The stay by the 9th U.S. Circuit Court of Appeals temporarily blocks an injunction in which U.S. District Judge Virginia Phillips of Riverside ordered an end to the “don’t ask, don’t tell” policy.
The temporary stay will remain in effect until the appeals court decides whether to grant a longer-term stay while the government appeals the injunction.
“The order is stayed temporarily in order to provide this court with an opportunity to consider fully the issues presented,” a three-judge panel of the court said in a one-page ruling.
The court appears likely to decide quickly on whether to grant a longer-term stay because it set a Monday deadline for a gay rights group to file opposition to a stay.
The panel said it wouldn’t allow any reply to Monday’s brief in order to expedite its consideration of the bid for a longer stay. The panel did not say when it would rule on the longer-term stay.
Dan Woods, a lawyer for Log Cabin Republicans, the group that challenged the policy, said, “We view the decision as nothing more than a minor setback.”
“We expect that once the 9th Circuit has received and considered full briefing on the government’s application for a stay, it will deny that application, and the district court’s injunction…will remain in place until the appeal is finally decided,” Woods said.
The “don’t ask, don’t tell” policy, enacted in 1993, bars military officials from asking about service members’ sexual orientation, but it requires the discharge of those who declare themselves to be gay or engage in homosexual activity.
It was challenged in a lawsuit filed by Log Cabin Republicans in 2004.
On Oct. 12, Phillips issued an injunction blocking implementation of the policy, saying that it violates service members’ constitutional rights to privacy and free speech. On Tuesday night, she declined to stay her injunction.

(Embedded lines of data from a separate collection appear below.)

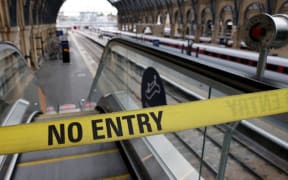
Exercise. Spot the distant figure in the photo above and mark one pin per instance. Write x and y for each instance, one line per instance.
(197, 52)
(182, 48)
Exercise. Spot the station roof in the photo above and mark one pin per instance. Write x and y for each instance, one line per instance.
(139, 5)
(46, 11)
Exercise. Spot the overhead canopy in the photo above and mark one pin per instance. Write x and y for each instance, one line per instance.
(124, 6)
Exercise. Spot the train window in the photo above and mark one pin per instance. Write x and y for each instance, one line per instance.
(14, 73)
(232, 58)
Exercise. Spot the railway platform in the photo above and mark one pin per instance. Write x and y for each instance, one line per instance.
(116, 87)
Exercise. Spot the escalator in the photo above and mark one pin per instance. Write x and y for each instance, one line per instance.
(116, 87)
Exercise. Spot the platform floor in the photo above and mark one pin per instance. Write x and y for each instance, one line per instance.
(66, 83)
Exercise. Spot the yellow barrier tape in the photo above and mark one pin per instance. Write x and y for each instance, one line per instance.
(138, 123)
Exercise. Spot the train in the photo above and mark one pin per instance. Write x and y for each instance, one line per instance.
(217, 52)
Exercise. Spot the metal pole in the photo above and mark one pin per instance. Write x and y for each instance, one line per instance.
(225, 150)
(204, 140)
(262, 61)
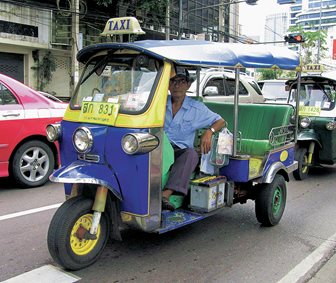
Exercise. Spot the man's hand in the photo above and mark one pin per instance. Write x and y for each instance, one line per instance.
(206, 141)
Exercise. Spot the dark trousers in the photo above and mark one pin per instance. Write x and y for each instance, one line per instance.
(185, 163)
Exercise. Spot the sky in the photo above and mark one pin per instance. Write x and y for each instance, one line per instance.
(252, 17)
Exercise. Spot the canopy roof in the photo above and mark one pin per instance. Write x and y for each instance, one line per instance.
(205, 53)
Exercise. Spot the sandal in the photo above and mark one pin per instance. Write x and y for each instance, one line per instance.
(167, 205)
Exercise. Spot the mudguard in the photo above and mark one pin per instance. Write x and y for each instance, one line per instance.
(268, 177)
(87, 173)
(308, 135)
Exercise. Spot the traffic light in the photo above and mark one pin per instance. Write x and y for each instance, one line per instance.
(251, 2)
(294, 38)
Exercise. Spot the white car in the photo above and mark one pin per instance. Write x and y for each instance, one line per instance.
(274, 91)
(219, 85)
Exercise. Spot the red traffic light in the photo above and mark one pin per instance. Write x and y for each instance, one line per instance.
(294, 38)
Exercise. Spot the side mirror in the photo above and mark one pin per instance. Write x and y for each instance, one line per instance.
(210, 90)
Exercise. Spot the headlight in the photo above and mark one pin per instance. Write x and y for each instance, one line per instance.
(53, 132)
(305, 122)
(82, 140)
(331, 125)
(139, 143)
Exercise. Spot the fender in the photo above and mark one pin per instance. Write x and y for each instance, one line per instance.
(87, 173)
(308, 135)
(273, 170)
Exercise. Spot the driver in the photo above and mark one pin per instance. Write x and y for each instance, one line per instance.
(184, 116)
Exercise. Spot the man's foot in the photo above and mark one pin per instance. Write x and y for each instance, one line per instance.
(167, 205)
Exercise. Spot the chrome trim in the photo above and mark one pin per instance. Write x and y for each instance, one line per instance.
(85, 181)
(89, 157)
(146, 142)
(57, 128)
(90, 138)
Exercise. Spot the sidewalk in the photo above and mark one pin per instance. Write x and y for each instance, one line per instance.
(327, 274)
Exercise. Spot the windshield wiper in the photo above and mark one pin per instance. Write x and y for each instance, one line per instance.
(101, 63)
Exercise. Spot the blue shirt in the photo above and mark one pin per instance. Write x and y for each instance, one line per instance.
(193, 115)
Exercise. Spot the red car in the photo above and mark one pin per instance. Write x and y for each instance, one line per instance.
(25, 153)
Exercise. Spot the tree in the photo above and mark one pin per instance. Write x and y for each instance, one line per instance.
(309, 49)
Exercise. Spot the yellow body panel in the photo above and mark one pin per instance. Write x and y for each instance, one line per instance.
(152, 117)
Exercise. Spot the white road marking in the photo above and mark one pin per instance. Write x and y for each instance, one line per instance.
(312, 262)
(46, 273)
(29, 211)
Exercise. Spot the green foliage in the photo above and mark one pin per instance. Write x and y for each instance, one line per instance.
(44, 70)
(308, 49)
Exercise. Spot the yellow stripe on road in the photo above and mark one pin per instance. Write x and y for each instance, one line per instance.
(29, 211)
(46, 273)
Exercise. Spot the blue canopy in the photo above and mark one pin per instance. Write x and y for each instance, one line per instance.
(205, 53)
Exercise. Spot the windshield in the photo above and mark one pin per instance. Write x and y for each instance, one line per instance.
(124, 80)
(315, 95)
(275, 91)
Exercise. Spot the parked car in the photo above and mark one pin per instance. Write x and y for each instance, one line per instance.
(219, 85)
(25, 153)
(274, 91)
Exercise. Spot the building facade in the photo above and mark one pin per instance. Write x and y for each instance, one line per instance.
(276, 26)
(35, 35)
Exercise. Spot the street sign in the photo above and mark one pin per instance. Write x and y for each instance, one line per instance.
(313, 68)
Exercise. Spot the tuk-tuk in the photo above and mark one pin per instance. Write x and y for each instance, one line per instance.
(116, 157)
(316, 140)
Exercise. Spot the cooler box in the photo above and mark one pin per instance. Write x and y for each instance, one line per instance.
(207, 194)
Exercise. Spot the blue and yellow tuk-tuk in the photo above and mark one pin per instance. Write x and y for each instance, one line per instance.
(116, 157)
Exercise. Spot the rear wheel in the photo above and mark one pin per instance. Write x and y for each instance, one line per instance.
(301, 156)
(33, 162)
(67, 241)
(271, 201)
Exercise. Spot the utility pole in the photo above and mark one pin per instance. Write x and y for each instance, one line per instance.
(168, 20)
(74, 44)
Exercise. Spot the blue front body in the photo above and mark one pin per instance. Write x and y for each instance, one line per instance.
(130, 172)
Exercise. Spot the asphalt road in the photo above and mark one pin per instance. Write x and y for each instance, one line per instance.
(228, 247)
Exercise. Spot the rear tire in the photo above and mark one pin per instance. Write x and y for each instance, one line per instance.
(64, 245)
(33, 162)
(301, 156)
(271, 201)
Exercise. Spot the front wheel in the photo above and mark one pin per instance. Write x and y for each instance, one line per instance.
(301, 156)
(67, 242)
(33, 162)
(271, 201)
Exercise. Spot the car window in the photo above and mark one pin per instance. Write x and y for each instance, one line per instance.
(6, 97)
(216, 82)
(231, 86)
(255, 87)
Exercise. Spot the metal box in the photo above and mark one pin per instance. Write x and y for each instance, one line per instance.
(207, 193)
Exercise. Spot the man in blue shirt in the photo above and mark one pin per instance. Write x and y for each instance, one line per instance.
(184, 116)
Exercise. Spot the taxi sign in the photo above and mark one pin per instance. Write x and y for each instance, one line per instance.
(313, 68)
(99, 112)
(124, 25)
(309, 110)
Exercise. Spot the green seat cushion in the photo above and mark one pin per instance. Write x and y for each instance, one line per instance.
(255, 147)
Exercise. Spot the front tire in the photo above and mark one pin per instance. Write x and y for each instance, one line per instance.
(271, 201)
(65, 244)
(33, 162)
(301, 156)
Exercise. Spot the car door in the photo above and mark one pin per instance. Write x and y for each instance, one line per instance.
(11, 122)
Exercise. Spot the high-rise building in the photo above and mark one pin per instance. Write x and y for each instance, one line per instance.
(276, 25)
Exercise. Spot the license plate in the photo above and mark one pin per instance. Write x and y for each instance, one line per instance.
(99, 112)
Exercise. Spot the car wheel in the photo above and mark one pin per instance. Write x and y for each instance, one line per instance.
(301, 156)
(271, 201)
(33, 162)
(68, 243)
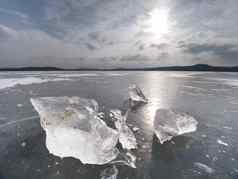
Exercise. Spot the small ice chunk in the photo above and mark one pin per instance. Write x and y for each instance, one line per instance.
(23, 144)
(109, 173)
(73, 129)
(135, 129)
(169, 123)
(204, 167)
(19, 105)
(219, 141)
(126, 136)
(126, 159)
(136, 95)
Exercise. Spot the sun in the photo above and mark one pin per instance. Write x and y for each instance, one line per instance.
(158, 22)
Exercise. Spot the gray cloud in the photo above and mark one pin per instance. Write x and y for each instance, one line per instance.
(113, 31)
(161, 46)
(228, 51)
(6, 33)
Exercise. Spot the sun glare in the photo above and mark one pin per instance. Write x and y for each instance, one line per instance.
(158, 22)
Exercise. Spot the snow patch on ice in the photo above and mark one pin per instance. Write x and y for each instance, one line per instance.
(11, 82)
(169, 123)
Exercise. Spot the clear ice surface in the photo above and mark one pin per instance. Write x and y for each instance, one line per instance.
(136, 95)
(73, 129)
(204, 167)
(126, 136)
(170, 123)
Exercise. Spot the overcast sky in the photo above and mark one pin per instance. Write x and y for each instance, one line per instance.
(118, 33)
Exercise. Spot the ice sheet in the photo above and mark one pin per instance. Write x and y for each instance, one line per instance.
(73, 129)
(11, 82)
(169, 123)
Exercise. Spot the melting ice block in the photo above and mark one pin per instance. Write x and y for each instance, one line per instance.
(169, 123)
(136, 95)
(73, 129)
(126, 136)
(110, 173)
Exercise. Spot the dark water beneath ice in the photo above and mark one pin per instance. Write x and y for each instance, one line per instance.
(210, 97)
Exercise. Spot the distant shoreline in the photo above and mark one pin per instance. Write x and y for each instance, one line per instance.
(198, 67)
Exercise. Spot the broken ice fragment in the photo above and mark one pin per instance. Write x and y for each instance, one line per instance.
(125, 159)
(136, 96)
(169, 123)
(219, 141)
(204, 167)
(109, 173)
(126, 136)
(73, 129)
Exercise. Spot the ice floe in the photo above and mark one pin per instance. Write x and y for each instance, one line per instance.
(136, 96)
(109, 173)
(219, 141)
(73, 129)
(169, 123)
(126, 136)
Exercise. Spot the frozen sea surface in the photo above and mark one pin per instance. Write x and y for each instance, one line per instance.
(209, 153)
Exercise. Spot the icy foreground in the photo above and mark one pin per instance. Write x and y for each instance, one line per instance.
(170, 123)
(126, 136)
(73, 129)
(136, 95)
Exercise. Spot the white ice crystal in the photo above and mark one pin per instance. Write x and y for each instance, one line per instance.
(136, 95)
(73, 129)
(126, 136)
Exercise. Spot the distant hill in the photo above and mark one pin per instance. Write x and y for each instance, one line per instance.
(198, 67)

The Justice Department then filed an emergency motion this morning seeking both a temporary stay and a long-term stay.
Government attorneys said in the brief that the Obama administration is seeking to repeal the policy, but they argued it would be disruptive to end the policy abruptly by allowing the injunction to go into effect during the appeal.
The injunction “risks causing significant immediate harm to the military and its efforts to be prepared to implement an orderly repeal of the statute,” the attorneys wrote.
The Obama administration believes that repeal of the policy “should not occur without needed deliberation, advance planning and training,” the lawyers said.
The panel that granted the stay is made up of Circuit Judges Diarmuid O’Scannlain, Stephen Trott and William Fletcher.